The measure established an institute to distribute up to $300 million in grants a year for 10 years. Voters approved the bonds and state officials say that, by last month, the state's cancer institute had awarded more than 500 grants, funded 11 companies seeking to fight cancer and attracted dozens of scientists to Texas.
The bonds were a highly unusual way to fund ongoing expenses in Texas, said Eva DeLuna Castro, a senior budget analyst at the Center for Public Policy Priorities in Austin. But the plan pushed by Armstrong and Republican Governor Rick Perry "was going to make Texas the showcase of the nation," she said.
At the 2007 election-night victory party at an Austin hotel held by supporters of the cancer initiative, a side-show featured photos of the famous cancer survivor and cycling champion signing autographs for children.
Armstrong has since been stripped of his seven Tour de France titles and the cancer research institute has been told by state leaders to stop issuing grants.
The institute's trouble surfaced last year. In May, its chief scientific officer, Nobel laureate Dr. Alfred Gilman, announced he was resigning, taking issue with a $20 million grant that was not reviewed by science experts, according to the Dallas Morning News.
The institute disclosed in November that it made an $11 million award to a company called Peloton Therapeutics without giving the application a required scientific review, the newspaper reported. The institute's executive director, Bill Gimson, resigned in December.
The Travis County District Attorney's Office has launched a criminal probe of the institute, said Gregg Cox, director of the public integrity unit. Texas Attorney General Greg Abbott has opened a civil investigation, according to a letter from his office.
"Hopefully we can get this agency straightened out," said Pitts, the likely chairman of the state House Appropriations Committee.
The biennial Texas legislative session began this month and draft versions of the two-year budget issued by the House and Senate this week set aside $10 million for the agency, down from nearly $600 million in the previous two-year period.
Pitts said that was because Perry and other state leaders in December called for a moratorium on cancer grants until concerns about the organization are addressed. State budget writers are likely to give the agency more money before the end of the legislative session, which continues through May, Pitts said.
The draft budget proposals "reflect the Legislature's concern and its need for assurance that this agency has firm controls in place so that state money is used as intended," institute interim director Wayne Roberts said.

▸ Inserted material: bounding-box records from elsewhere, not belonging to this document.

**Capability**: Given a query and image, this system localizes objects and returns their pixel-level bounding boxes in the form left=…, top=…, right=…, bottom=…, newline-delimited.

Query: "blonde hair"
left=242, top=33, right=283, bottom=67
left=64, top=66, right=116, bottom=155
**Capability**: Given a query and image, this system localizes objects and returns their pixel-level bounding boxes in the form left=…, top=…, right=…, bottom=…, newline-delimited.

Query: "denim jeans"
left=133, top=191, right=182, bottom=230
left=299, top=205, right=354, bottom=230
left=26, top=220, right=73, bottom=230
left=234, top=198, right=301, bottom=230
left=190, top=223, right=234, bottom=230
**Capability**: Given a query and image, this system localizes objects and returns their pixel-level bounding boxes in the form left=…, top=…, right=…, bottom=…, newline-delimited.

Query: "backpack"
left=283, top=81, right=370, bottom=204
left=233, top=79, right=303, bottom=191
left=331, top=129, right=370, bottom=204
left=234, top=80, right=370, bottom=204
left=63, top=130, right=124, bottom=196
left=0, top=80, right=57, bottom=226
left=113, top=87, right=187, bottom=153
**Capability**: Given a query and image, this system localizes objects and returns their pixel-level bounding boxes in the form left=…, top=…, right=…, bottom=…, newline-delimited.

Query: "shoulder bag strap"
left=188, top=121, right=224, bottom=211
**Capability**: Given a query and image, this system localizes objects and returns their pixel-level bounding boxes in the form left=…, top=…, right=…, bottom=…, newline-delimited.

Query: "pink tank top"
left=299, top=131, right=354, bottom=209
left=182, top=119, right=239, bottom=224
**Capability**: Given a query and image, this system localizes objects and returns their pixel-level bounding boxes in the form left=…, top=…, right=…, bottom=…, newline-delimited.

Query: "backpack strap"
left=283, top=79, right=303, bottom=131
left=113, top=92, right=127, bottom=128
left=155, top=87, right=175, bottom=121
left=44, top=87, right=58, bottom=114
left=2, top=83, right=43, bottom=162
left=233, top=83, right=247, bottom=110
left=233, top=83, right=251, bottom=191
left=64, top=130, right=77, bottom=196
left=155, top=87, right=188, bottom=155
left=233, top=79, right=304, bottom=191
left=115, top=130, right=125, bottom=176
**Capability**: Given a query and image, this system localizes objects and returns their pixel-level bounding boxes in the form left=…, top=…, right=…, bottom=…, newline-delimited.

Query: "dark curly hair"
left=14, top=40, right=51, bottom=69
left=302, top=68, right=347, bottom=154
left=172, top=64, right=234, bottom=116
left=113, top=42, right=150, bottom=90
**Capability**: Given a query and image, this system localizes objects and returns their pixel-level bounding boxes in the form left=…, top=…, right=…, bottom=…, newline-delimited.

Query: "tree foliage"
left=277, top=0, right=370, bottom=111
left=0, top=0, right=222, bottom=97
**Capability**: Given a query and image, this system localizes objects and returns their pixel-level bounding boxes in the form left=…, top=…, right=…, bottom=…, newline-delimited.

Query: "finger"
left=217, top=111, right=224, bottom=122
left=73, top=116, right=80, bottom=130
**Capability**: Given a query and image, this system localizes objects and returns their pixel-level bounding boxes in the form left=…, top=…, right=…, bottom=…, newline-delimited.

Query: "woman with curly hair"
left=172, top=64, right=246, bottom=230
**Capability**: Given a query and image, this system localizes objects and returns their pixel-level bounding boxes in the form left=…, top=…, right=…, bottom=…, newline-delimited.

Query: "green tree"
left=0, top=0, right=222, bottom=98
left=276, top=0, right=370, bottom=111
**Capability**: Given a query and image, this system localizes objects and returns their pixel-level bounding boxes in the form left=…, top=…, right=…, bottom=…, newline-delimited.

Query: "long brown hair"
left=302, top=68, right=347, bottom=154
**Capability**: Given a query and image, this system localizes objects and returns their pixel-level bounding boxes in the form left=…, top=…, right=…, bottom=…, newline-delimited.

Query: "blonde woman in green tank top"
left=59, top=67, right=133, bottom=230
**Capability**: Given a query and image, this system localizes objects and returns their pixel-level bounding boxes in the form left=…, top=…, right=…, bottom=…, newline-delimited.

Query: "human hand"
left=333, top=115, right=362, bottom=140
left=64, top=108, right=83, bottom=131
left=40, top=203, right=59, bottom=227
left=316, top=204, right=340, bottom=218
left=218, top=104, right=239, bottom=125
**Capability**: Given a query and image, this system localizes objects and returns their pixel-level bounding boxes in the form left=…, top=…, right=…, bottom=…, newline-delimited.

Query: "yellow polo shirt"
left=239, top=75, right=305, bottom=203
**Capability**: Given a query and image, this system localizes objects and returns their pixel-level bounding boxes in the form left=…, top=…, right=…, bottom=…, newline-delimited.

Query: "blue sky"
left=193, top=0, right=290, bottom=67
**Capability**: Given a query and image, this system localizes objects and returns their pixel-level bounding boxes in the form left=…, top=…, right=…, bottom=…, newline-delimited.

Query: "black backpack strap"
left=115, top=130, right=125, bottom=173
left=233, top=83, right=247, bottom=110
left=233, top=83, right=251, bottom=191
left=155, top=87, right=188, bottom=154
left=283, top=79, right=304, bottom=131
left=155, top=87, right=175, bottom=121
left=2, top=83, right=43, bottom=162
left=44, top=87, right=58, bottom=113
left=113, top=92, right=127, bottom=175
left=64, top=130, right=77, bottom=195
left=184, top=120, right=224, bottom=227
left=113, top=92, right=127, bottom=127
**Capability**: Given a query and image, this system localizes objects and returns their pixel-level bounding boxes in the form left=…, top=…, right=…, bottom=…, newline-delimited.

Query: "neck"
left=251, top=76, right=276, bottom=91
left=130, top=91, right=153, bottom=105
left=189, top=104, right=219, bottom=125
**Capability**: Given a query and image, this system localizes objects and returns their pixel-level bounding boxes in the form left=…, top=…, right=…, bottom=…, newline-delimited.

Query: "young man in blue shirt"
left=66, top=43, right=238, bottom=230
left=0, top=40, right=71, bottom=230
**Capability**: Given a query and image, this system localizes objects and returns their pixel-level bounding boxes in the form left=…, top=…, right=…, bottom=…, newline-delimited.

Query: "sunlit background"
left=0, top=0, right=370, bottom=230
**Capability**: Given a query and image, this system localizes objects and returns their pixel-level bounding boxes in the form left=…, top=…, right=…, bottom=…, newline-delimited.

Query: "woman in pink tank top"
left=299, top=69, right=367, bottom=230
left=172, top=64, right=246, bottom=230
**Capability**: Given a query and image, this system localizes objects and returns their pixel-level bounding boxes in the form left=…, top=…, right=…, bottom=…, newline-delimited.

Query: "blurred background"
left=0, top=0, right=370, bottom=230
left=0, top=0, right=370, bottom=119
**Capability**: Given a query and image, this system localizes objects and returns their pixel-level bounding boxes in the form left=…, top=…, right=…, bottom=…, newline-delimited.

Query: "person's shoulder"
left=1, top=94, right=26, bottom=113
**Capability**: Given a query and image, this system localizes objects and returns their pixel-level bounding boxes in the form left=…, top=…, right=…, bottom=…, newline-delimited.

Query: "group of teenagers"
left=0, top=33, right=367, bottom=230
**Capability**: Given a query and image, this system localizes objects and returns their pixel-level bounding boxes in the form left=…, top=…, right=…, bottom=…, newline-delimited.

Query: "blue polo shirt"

State Senator Jane Nelson, a Republican author of the legislation that created the institute, said she is concerned that the proposed funding cuts send the wrong message and could jeopardize the work Texas has done to let the world know it is funding cancer research.
"We need to continue to fund that project. It's too important," she said.
Nelson said she will be watching the Winfrey interview with the man who worked behind the scenes to personally coax the project through obstacles.
"Whatever's going on with the bicycle stuff, Lance Armstrong has done tremendous things to raise money and focus attention on cancer," Nelson said on Tuesday. "I still am very grateful for him."